Worrying Underlying Trends
A decrease in repair and maintenance drove the decline in construction
UK construction output has continued to shrink as companies struggle to build at the pace required by the government’s far-reaching housing goals.
Output fell 0.3 per cent month on month in August, according to the Office for National Statistics (ONS), with the most pronounced decline in repair and maintenance.
“The underlying trends in construction are worrying,” Anna Leach, chief economist at the Institute of Directors, said.
“The sector is already contending with acute skills shortages, rising costs and long delays at the Building Safety Regulator.
“Added uncertainty over potential housing tax changes in the forthcoming Budget is further weighing on housing demand,” Leach added.
The latest Purchasing Managers Index (PMI) from S&P Global earlier this month revealed that construction output has been falling for nine months in a row, signalling a “solid rate of contraction”.
The report said business activity expectations were “subdued” at the second-lowest since December 2022 with some shred of optimism offset by “concerns about the UK economic outlook”.
Steven Mulholland, chief executive of the Construction Plant Hire Association (CPA), pointed to the fact that construction accounted for 15.2 per cent of all insolvencies in July 2025, the highest of any sector.
“With very few exceptions, when it comes to construction, infrastructure and housing, everything’s on a downward spiral,” Mulholland told City AM.
“[The industry] is feeling it now… jobs are finishing and new ones are not starting. We’ve got a real problem,” he added.
Construction ‘key to growth’
Building more houses has been front and centre of the Labour government’s economic plans, with concerns that the UK’s housing crisis is stifling growth and consumer confidence.
“Unlocking infrastructure and housing delivery is critical to the UK’s growth future,” Leach said.

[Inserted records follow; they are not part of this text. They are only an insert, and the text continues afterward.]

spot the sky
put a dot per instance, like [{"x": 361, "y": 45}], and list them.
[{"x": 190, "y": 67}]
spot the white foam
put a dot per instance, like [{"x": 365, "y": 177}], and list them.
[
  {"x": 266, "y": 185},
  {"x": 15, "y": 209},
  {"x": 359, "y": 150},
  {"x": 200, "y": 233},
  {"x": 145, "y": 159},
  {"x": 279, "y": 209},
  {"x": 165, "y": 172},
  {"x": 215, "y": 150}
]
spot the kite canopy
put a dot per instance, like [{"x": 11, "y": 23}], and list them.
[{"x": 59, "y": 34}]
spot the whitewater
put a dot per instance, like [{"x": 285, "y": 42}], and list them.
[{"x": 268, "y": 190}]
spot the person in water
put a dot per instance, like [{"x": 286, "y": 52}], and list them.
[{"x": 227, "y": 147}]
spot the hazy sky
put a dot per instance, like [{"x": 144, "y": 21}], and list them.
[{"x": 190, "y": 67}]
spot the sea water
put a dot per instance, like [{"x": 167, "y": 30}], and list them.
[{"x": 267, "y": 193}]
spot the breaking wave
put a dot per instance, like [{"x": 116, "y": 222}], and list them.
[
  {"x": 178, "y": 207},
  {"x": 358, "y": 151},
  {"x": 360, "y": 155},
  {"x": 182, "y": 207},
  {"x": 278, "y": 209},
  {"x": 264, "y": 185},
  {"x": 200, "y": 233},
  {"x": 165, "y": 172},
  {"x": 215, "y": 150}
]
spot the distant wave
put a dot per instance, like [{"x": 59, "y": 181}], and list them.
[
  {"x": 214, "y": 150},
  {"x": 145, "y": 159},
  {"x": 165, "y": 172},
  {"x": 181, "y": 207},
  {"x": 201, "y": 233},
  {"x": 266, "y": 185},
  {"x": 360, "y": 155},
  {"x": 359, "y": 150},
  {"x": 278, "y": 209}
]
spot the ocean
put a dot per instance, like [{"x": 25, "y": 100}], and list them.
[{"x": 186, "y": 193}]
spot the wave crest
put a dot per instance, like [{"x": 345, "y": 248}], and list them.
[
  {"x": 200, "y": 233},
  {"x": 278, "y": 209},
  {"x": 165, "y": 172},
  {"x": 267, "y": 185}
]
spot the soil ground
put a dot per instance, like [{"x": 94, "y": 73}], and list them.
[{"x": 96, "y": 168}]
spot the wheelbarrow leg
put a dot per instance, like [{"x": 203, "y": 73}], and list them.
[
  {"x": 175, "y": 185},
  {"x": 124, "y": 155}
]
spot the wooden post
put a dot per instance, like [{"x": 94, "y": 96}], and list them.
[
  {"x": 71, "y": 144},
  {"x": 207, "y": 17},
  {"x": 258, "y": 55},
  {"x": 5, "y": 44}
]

She added that the upcoming Budget – likely to be a tax-raising one – must “tackle systemic barriers head-on – accelerating planning reform, strengthening skills support, alleviating cost pressures and delivering long-term stability for the industry.”
Mulholland said: “Our industry urgently needs pro-construction measures in next month’s Budget.
“Rising employer and energy costs combined with a lack of investment incentives are stalling activity and putting Labour’s target of 1.5 million new homes at real risk.
“If Labour wants to deliver growth… it must back the businesses that build them – reversing harmful National Insurance and inheritance tax changes, as well as tackling increasing energy costs, so construction SMEs and the wider supply chains vital for growth can invest, hire and get building.”